Napoleone Bonaparte muore il 5 maggio 1821. Come è giusto ricordarlo a 200 anni dalla scomparsa?
Come dobbiamo rievocare Napoleone? Come un abile condottiero o come un despota implacabile?
Su Napoleone Bonaparte e sulla sua figura si sono consumati fiumi di inchiostro e chilometri di pellicole cinematografiche… e non solo: qui la scheda al mio foulard! Tutti ne hanno parlato e ne parleranno (si dice che la bibliografia su Napoleone sia seconda solo a quella su Gesù Cristo). Sempre. E oggi più che mai.

In fondo, esistono tanti Napoleoni quanti sono gli autori che ne hanno scritto.
Ora il generale torna alla ribalta perché il 5 maggio 2021 sono i 200 anni dalla sua morte. E si sono scatenate diverse polemiche, perché molti -sopratutto in Francia- vorrebbero lasciar passare in sordina questo anniversario.
Misoginia e razzismo sono le accuse principali che il nostro secolo gli muove: pare che Napoleone vedesse nelle donne semplicemente il mezzo per portar avanti la stirpe, esse potevano essere solamente mogli e madri. Secondo altri questo atteggiamento nascondeva -molto semplicemente- una forte timidezza. In effetti, ripose affetto e fiducia in tutte le sue sorelle, che gli furono fedeli alleate nell’ascesa al potere, ma non solo.

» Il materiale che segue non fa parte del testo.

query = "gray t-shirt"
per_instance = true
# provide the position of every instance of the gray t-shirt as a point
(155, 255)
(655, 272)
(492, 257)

Sul razzismo, invece, non c’è avvocato che vincerebbe in tribunale. Fu Napoleone imperatore, nel 1802, a ripristinare la schiavitù abolita durante la rivoluzione francese.
“Il solo mio Codice, nella sua semplicità, ha fatto più bene alla Francia di tutto l‘ ammasso di leggi precedenti“
Eppure vanno a Napoleone i meriti dell’attuale codice civile (in Francia è ancora in vigore quello napoleonico) e del sistema educativo moderno. È proprio a lui, infatti, che nel 1806 si deve la “invenzione” di una scuola pubblica gestita dallo Stato.

Il generale che è diventato imperatore sarà quindi ricordato in Francia e nei paesi dove ha lasciato un segno, come l’Italia: a lui si guarderà pertanto «con gli occhi spalancati» senza quindi trascurare i «momenti più difficili» e quelle «scelte che appaiono oggi contestabili» assicura il portavoce del governo, Gabriel Attal.
Sicuramente non merita una “celebrazione”. Ha però diritto a un ricordo, avendo tracciato un solco incancellabile nella Storia.
Io tra atti di inqualificabile “delinquenza politica” e altri di feroce umanità, voglio riconoscere (almeno) un merito a Bonaparte, quello di aver intuito che
la grandeur e l’autostima d’un Paese passano anche attraverso le imprese culturali e scientifiche.